Eating disorders do not occur in a vacuum. Research has found that 97% of individuals with eating disorders have a co-occurring psychiatric condition, such as a personality disorder, depression, anxiety or substance abuse disorder.1 In our experience, , up to 50 – 70% of patients have comorbid personality disorders.
Personality disorders may typically begin showing signs, patterns and traits by adolescence. Characterized by specific maladaptive patterns of behavior that undermine interpersonal relationships and social functioning, personality disorders affect cognition and self-awareness. Individuals with these disorders have a perception of the world and themselves significantly at odds with others in their society and rigidly hold on to their views and behaviors despite the distress or disability they typically cause.
Individuals with eating disorders most commonly have borderline personality disorder, narcissistic personality disorder, avoidant personality disorder, dependent personality disorder or obsessive compulsive personality disorder. These personality disorders share common risk factors, including developmental attachment issues, trauma, genetic influences, certain triggering events and stressors.
Professionals who work with patients with eating disorders often find the complex profiles presented by those with personality disorders particularly challenging to treat. They are frequently refractory to treatment and engage in inappropriate behavioral patterns, some of which interfere with therapy. They can be difficult to manage effectively, regularly abandon treatment and often experience suicidal ideation and non-suicidal self-injury.

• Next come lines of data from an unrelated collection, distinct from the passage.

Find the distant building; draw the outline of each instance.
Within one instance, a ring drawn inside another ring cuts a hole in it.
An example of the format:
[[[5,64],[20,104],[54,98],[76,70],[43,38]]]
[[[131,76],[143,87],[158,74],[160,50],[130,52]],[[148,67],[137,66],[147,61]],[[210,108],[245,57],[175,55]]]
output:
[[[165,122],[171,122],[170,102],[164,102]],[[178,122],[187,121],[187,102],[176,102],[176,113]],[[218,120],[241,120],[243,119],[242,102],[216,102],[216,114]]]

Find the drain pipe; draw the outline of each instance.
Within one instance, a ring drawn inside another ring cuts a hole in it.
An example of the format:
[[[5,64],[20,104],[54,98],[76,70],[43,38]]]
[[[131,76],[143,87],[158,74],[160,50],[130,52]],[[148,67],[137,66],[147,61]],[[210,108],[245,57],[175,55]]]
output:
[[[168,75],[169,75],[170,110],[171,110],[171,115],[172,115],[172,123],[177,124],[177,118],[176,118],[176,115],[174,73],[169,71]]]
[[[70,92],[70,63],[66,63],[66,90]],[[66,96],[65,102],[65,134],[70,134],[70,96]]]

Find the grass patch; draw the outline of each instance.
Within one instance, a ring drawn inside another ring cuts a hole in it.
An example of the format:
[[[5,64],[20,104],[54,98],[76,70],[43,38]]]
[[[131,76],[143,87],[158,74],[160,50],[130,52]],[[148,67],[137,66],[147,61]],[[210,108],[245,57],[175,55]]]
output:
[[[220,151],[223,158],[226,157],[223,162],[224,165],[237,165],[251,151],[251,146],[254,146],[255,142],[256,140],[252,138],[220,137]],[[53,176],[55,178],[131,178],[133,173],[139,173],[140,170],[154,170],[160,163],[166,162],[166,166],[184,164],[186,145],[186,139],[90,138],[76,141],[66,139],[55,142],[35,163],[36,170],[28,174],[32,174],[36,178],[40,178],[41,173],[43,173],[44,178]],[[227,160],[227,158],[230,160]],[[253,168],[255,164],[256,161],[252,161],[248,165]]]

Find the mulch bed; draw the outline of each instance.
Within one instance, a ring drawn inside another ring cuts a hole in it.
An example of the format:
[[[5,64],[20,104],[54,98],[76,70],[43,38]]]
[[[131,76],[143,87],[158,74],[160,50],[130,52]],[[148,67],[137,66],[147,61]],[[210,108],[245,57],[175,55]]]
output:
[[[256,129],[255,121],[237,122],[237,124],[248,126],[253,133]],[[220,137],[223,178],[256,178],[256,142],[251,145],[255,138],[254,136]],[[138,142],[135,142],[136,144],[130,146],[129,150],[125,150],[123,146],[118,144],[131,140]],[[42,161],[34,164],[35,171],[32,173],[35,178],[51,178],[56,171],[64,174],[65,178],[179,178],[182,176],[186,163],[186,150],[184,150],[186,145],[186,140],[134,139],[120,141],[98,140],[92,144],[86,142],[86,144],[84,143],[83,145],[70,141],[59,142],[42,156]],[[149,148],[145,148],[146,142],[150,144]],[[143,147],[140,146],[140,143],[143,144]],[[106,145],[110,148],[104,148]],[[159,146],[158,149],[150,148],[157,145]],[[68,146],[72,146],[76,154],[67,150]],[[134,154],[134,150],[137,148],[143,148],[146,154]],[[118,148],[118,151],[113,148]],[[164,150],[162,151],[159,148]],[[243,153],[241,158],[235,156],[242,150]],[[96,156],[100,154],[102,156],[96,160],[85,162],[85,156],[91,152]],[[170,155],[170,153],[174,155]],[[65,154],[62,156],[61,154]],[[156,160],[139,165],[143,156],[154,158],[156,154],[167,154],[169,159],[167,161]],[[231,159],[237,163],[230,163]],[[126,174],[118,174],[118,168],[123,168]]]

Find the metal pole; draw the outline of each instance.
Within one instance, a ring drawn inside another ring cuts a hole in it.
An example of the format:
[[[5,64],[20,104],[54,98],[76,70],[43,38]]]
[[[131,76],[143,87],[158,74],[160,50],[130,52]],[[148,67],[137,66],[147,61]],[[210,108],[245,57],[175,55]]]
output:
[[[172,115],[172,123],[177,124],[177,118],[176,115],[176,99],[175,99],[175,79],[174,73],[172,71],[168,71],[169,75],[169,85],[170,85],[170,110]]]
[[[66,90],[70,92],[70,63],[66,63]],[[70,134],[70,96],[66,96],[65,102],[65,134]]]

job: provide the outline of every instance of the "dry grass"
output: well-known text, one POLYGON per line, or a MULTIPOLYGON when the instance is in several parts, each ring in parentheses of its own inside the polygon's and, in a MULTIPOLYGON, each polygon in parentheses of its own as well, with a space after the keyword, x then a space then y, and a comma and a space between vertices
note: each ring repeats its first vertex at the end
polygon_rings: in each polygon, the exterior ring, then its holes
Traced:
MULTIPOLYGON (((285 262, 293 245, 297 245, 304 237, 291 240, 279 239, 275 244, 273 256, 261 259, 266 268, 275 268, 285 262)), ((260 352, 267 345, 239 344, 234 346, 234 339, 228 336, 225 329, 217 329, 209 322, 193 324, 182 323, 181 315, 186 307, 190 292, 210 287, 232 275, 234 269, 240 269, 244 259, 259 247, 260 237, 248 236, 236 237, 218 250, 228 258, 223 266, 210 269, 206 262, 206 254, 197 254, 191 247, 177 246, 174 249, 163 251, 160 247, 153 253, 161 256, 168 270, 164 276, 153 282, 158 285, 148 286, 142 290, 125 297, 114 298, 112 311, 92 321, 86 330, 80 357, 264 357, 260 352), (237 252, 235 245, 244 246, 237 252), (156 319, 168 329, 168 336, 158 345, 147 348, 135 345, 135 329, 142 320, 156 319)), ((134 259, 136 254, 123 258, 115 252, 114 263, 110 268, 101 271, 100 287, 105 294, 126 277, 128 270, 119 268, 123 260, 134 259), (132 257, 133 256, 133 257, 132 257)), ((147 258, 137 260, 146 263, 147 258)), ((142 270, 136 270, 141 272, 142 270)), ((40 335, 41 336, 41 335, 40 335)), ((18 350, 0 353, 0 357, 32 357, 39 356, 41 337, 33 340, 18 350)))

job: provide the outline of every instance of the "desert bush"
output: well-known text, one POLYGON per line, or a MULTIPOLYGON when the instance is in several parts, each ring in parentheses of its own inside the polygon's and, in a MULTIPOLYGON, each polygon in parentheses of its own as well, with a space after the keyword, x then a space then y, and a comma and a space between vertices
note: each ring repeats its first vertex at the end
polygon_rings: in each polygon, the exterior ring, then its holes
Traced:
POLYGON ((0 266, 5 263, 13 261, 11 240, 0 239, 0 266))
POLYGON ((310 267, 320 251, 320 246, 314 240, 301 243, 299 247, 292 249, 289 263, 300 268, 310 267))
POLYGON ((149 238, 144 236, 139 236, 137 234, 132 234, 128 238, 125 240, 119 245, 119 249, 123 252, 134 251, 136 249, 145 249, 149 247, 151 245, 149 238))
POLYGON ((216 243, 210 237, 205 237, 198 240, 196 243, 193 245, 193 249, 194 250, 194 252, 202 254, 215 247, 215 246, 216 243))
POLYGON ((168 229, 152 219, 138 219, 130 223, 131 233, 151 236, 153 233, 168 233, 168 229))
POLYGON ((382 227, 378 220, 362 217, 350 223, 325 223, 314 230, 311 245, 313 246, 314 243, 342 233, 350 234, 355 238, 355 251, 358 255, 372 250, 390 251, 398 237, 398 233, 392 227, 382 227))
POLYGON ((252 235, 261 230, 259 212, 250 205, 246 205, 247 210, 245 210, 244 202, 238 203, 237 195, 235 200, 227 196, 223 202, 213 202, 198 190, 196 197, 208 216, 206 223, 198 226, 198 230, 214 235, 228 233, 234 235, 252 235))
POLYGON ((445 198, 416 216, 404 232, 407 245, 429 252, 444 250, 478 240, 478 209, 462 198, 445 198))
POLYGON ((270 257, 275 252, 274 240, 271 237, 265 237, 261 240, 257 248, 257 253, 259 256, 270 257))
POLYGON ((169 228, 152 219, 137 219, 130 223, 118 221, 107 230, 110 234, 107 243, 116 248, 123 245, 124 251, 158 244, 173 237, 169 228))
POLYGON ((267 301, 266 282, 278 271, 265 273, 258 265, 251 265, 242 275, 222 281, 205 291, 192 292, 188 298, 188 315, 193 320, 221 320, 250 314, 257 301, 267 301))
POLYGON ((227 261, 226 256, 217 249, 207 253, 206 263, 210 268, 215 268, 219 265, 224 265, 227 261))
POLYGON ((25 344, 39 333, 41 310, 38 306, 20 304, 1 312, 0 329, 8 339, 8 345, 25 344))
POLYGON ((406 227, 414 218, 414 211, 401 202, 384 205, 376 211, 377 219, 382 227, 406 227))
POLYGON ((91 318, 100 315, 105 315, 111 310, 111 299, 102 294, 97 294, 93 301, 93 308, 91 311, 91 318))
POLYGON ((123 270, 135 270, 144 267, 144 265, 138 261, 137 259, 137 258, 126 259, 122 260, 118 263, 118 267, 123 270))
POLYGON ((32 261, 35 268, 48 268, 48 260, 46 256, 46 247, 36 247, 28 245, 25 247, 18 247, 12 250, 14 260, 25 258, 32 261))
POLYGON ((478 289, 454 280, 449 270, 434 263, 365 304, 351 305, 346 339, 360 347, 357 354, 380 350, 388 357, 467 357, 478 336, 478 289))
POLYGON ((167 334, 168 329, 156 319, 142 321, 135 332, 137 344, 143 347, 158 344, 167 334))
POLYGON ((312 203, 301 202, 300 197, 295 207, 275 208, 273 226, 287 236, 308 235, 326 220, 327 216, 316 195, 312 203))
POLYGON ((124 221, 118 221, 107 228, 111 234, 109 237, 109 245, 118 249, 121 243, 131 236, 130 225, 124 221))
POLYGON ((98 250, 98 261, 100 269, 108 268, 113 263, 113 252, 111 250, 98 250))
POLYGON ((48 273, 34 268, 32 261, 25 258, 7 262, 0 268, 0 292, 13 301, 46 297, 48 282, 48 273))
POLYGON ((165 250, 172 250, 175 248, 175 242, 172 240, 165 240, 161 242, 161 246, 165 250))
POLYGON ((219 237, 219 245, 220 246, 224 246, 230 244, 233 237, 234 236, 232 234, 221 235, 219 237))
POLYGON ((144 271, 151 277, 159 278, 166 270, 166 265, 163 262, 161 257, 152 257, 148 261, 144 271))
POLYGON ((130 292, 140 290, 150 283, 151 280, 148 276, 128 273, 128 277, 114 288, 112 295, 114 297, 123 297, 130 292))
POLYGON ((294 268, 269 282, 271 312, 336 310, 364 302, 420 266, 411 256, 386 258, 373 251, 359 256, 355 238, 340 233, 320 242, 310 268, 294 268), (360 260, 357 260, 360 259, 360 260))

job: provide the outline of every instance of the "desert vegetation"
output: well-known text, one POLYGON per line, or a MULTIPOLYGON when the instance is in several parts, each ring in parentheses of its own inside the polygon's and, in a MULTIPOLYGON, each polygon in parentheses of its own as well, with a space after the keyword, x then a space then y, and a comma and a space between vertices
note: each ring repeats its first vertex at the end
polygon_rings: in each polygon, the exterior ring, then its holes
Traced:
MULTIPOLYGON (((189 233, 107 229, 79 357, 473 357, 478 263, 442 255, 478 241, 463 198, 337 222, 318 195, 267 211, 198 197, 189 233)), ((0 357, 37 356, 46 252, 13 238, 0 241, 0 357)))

Treating these patients on an outpatient basis can exhaust therapists.
Such patients often require inpatient therapy to address the underlying trauma or other significant stressors, as well as manage behaviors. Programs that treat the whole person rather than specific disorders have a greater likelihood of success. Integrated inpatient and residential programs minimize the chaos patients with personality disorders create in their therapists’ lives, while helping the patients stay committed to recovery from the eating disorder and treatment of their personality disorder.
The symptoms of the eating disorder may abate well before the issues caused by the personality disorder resolve – but it’s complicated. While ensuring the patient achieves medical and nutritional stability must be the first priority, failing to address the issues surrounding identity, trauma, relationships, value and worth will increase the likelihood of relapse.
Patients with borderline and narcissistic personality disorders especially have a high rate of leaving treatment against clinical and/or medical advice. The very nature of the personality issues, including impulsivity, fear of abandonment, incredible fear, internal chaos, pain lead to behaviors of wanting to escape and avoid. Further, often these patients enter treatment because of depression or, for those with narcissism, because they feel they are not being treated as deferentially as they believe is appropriate. Once they stop therapy, they may return to their cycle of self-destructive behaviors, including the eating disorder.
Several types of therapy help break through the resistance to treatment seen in many eating disorder patients with comorbid personality disorders. Dialectical behavior therapy, mindfulness and mentalization-based therapy provide particular benefit when working with patients with borderline personality disorder.2 The time-limited, highly structured interventions help the patient to stay in the moment and focus on making sense of themselves and others in terms of their mental processes. These programs strike a balance that is neither too intense nor too attached. Through them, patients begin to develop better emotional regulation, the absence of which is at the core of many personality disorders. They also begin to rebuild their sense of self-worth on a base more substantial, and healthier, than their looks, weight loss or other’s responses to them.
Patients with avoidant personality, on the other hand, experience social phobias and anxiety. For them, exposure therapy that safely reacclimates them to anxiety-provoking situations can gradually defuse frequently crippling fear. At the same time, cognitive or dialectical behavioral therapy helps these patients get to the core of their negative beliefs and learn how to challenge negative thoughts when they occur.
While understanding the nature of the specific personality disorder involved is critical to effective treatment, therapists should resist labeling and dismissing the disorder. It may be appropriate to share the diagnosis of a personality disorder with a patient so they understand the source of certain behaviors. This awareness may help them commit to treatment and come to grips with both the eating and the personality disorder, as well as have hope that there are effective treatments to address their particular problems. For the therapist, awareness of the personality disorder can lead to greater compassion in the face of often frustrating behaviors, as well as selection of treatments and environments that work more effectively for patients with the specific personality disorder.
Blinder BJ, Cumella EJ, Sanathara VA. Psychiatric comorbidities of female inpatients with eating disorders. Psychosom Med. 2006 May-Jun;68(3):454-62.
Bateman A, Fonagy P. Mentalization based treatment for borderline personality disorder. World Psychiatry. 2010 Feb;9(1):11-15.